For all of the following properties Keras offers a rich familiy of built in implementations but also allows to write costum ones:    
* Layers
* Weight intializtion
* Optimizers
* Regularizers
* Activation functions
* Loss functions (= objective function for optimizers)
* Metrics (for judging model performance)


### Transfer learning

### Regularization.
At a layer the following structure $a(Wx + b)$, where $W$ are called weights and $b$ bias and $a$ ist the activation function.

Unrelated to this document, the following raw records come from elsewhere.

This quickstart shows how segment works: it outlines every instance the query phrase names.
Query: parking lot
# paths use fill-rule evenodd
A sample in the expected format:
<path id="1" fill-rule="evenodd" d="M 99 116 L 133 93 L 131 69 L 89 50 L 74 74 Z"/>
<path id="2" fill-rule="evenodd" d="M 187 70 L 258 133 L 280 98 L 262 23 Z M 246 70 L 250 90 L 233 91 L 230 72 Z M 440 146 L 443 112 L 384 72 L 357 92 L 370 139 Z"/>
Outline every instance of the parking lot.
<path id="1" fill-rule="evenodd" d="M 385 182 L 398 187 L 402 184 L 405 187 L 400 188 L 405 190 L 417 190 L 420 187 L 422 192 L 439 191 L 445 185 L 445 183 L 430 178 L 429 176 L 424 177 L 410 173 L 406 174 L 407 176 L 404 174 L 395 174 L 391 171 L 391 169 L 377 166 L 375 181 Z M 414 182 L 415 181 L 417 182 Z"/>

According to these 3 ingredients there are three types of [regularizations in Keras](https://keras.io/regularizers/):
* Kernel regularizer: act on $W$
* Bias regularizer: act on $b$
* activation regularizer: act on (output of) $a$

*Questions:*
* How are these 3 regularizers combined


### Keras Backend
* Keras ist compatible with [various backends](https://keras.io/backend/) (tensorflow, theano, CNTK)
* Mathematical calls via the backend ensure consistency. 
* This is mainly used for custom regularization functions or loss functions
```
import Keras.backend as K
K.sum(x)
```
instead of the tensorflow specific call 
```
tf.math.reduce_sum(x)
```

### Costum Layers
* [Dokumentation](https://keras.io/layers/writing-your-own-keras-layers/)

### Costum Regulariziations
* [Dokumentation](https://keras.io/regularizers/)
* Each of the 3 regularizers can be implemented manually and then passed to keras
* How is a regularizer implemented that combines e.g. weights and biases in a non-additive fashion?
* Signature for weight regularization
`def regularizer(weight_matrix) -> float:`
* Example

```
from keras import backend as K

def l1_reg(weight_matrix):
    return 0.01 * K.sum(K.abs(weight_matrix))

model.add(Dense(64, input_dim=64,
                kernel_regularizer=l1_reg))
```
And similar for bias and activation regularization functions. 

**Question:**
How to write regularization functions that take e.g. both weights and biases as input and operate in non-addidtive fashion.


### Custom Loss functions
* Apart from the [available loss](https://keras.io/losses/) functions in Keras it is possible to construct costum ones
* The have to obey the signature `def regularizer(y_true, y_pred) -> float:`
* So it takes the true and the predicted labels as input.

**Question:**
How to write loss functions that also depend on the layer weights?